Closed DavidB-CMU closed 8 years ago

DavidB-CMU commented 8 years ago

This is related to pull request https://github.com/personalrobotics/prpy/pull/55 ("Fixed a number of bugs related to workspace planner")

If you call a planning method like PlanToEndEffectorOffset() it then calls PlanWorkspacePath(). This results in two calls to Clone(), but there's a check in there

if self.clone_env != self.clone_parent:
    with self.clone_parent:
        self.clone_env.Clone(self.clone_parent, self.options)

which means that the environment is not cloned twice.

In https://github.com/personalrobotics/prpy/pull/55 @mkoval suggested that we should print a warning message like "Warning: you are trying to clone an environment into itself" Should we add this warning message?

I would like to suggest that we also re-factor workspace.py so Clone() is not called twice.

psigen commented 8 years ago

After doing some work on this in #272 and #279, I think the best option here is to simply make self-cloning be a near-free operation.

There are a lot of cases, like nested @PlanningMethod calls, where deduplicating cloning is a very verbose operation, either requiring refactoring tons of common code into private helper methods, or branching off a special case when the clone is not required.

Since with Clone() also performs locking and adds a .Cloned() operator to normalize references which may or may not be in the environment, it already handles a lot of edge cases for us. I think cloning into the same environment should be one of those cases, so we should make it so that there is no penalty for doing so.

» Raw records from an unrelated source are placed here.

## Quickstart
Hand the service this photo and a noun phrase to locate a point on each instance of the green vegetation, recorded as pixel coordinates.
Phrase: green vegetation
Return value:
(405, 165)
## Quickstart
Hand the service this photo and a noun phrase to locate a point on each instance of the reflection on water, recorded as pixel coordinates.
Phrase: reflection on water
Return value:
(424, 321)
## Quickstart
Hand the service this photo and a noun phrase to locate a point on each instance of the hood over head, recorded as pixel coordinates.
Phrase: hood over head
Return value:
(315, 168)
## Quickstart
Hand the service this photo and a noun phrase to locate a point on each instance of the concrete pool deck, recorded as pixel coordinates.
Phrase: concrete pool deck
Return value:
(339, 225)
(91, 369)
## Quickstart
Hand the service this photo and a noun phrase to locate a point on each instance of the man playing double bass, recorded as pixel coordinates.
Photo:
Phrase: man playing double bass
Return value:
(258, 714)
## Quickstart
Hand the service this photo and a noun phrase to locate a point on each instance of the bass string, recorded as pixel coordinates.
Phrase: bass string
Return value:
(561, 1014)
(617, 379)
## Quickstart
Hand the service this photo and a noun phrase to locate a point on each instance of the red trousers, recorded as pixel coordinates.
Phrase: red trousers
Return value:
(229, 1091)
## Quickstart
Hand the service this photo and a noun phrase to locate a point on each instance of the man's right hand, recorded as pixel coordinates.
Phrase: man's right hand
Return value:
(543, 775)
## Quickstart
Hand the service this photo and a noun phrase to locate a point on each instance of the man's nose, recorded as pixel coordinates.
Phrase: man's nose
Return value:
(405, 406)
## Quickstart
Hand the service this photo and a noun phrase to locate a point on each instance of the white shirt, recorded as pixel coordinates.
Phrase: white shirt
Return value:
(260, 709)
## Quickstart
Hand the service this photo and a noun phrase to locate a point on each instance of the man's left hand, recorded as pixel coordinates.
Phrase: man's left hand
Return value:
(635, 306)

Semantically, we will just be accessing/locking the one environment we would be using anyway, so I think this is a safe thing to do.

mkoval commented 8 years ago

:+1: I agree with @psigen analysis. Eliminating all nested @PlanningMethod introduces too much boilerplate to be a viable solution.

I suspect that #279 eliminates most overhead. I am going to close this issue, but please do not hesitate to re-open it if you notice performance issues from multiple Clone calls into the same environment.